When we look to the earlier New Testament texts, we find no mention of this Joseph, or even of anything like an empty tomb or a rolled away stone. Paul, the earliest New Testament writer, says only that Jesus “was buried.” There is no elaboration at all – no mention of a “tomb” and no mention of any of the events surrounding the tomb. In fact, outside of the Gospels and Acts, there is no mention of a tomb for Jesus at all in any New Testament writing.

The final textual clue – and perhaps the most compelling – comes to us from the book of Acts. It is found in a sermon attributed to Paul – the same Paul who never, in his own writings, mentioned anything about an empty tomb or a burial by Joseph of Arimathea. The passage, found in Acts 13, states the following: “The people of Jerusalem and their rulers did not recognize Jesus, yet in condemning him they fulfilled the words of the prophets that are read every Sabbath. Though they found no proper ground for a death sentence, they asked Pilate to have him executed. When they had carried out all that was written about him, they took him down from the tree and laid him in a tomb.”

Pay special attention to that final sentence. Paul, speaking through the pen of the writer of Acts, states that the Jewish authorities, through Rome, took charge of Jesus’s burial!

The writer of Acts was the same writer who wrote the Gospel of Luke, and that writer’s Gospel, like the others, includes the Joseph of Arimathea tradition. However, it would appear that, in this portion of his second volume, while transcribing a sermon attributed to Paul, Luke fell back into an earlier tradition surrounding Jesus’s burial – one that knew Jesus had been buried by the authorities, not by his own followers.

The clues all add up to indicate that perhaps Jesus was not buried in a tomb at all, but rather in a common Roman grave, with the other criminals (and there may have been many) who were executed with him.

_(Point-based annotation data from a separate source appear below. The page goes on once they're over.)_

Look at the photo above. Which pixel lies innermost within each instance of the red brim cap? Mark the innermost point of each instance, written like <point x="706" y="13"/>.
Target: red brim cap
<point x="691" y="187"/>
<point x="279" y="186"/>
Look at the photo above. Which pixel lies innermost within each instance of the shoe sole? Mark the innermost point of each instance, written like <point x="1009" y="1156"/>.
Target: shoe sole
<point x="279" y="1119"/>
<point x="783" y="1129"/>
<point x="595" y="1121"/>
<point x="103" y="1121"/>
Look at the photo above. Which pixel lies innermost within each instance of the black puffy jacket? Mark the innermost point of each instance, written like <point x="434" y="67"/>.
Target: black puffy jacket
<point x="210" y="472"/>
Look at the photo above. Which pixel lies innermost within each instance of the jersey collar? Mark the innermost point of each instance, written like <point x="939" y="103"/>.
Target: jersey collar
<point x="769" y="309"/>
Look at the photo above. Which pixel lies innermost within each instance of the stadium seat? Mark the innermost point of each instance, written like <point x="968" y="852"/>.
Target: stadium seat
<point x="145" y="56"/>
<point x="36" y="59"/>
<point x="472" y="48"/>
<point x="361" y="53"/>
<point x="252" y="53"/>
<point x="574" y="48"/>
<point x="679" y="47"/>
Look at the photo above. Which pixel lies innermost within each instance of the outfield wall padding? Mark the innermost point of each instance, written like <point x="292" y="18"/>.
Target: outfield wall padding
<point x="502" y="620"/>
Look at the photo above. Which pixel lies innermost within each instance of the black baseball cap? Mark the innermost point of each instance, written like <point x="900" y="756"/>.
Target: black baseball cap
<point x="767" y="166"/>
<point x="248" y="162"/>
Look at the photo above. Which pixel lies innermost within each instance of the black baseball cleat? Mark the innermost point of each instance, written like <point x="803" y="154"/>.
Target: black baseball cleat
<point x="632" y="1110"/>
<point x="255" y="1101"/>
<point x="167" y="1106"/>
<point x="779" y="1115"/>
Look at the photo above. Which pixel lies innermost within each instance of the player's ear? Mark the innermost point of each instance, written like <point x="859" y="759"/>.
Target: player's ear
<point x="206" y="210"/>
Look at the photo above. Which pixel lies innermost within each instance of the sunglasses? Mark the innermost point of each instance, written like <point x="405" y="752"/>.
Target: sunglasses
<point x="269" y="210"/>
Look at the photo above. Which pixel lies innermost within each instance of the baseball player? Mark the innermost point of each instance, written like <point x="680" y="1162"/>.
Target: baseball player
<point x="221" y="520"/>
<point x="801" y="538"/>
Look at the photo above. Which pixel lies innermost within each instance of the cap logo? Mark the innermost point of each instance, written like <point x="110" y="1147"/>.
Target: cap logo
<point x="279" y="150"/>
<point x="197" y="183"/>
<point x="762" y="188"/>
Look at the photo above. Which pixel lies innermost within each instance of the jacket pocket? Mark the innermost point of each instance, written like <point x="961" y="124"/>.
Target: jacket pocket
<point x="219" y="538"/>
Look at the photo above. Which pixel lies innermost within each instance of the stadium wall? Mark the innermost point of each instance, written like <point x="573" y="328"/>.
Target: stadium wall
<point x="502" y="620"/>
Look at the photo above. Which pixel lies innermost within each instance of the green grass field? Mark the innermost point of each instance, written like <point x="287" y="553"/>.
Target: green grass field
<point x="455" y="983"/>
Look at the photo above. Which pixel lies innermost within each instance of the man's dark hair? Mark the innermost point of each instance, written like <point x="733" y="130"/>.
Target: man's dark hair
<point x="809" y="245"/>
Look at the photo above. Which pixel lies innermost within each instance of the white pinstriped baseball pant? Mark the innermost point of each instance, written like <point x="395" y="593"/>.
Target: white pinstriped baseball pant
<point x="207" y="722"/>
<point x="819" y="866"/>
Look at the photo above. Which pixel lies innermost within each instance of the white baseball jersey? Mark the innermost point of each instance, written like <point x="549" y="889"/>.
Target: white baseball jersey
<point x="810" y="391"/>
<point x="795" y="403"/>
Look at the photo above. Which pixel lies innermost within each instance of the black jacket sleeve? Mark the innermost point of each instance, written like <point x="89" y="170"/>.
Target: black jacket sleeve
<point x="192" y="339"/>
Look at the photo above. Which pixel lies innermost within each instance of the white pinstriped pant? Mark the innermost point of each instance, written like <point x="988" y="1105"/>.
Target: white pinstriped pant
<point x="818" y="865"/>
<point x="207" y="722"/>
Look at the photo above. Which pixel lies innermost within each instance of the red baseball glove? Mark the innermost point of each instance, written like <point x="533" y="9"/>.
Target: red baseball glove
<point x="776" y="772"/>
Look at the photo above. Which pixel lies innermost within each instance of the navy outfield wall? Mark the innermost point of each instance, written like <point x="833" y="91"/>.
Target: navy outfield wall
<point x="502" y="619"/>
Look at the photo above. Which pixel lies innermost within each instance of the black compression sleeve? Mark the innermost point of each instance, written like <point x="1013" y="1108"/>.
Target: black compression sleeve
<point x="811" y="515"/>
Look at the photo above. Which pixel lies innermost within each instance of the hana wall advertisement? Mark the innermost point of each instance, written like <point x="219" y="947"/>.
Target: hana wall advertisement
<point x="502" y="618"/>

I can’t say, at this point, that I find this argument totally convincing – I think there is probably no way to know for sure. Maybe he was buried in a private tomb and maybe he wasn’t. However, I think the clues and the conclusion are consistent and intriguing, and if nothing else, I think it points strongly to the reality that the stories of Jesus are Jewish midrash, written metaphorically and for the purpose of describing, through the lens of Jewish spiritual tradition, the transcendent God-experience met in the person of Jesus of Nazareth.

3 comments:

Anonymous said...

I believe James Cameron's account that he was buried in one big ossuary with his mother, brother, wife, son, and puppy dog.

Unknown said...

I think that he died. Period. Or someone like him did, such as Apollonius of Tyannis or Mithras or Osiris, or Odin or Baldur....

Scott said...

I don't think there's any question that he was a real person who was crucified and died, and that his teachings inspired a cult following that grew exponentially after he died. Those are the "facts" as far as I am concerned...it's filling in all the other blanks that I find fascinating and frustrating.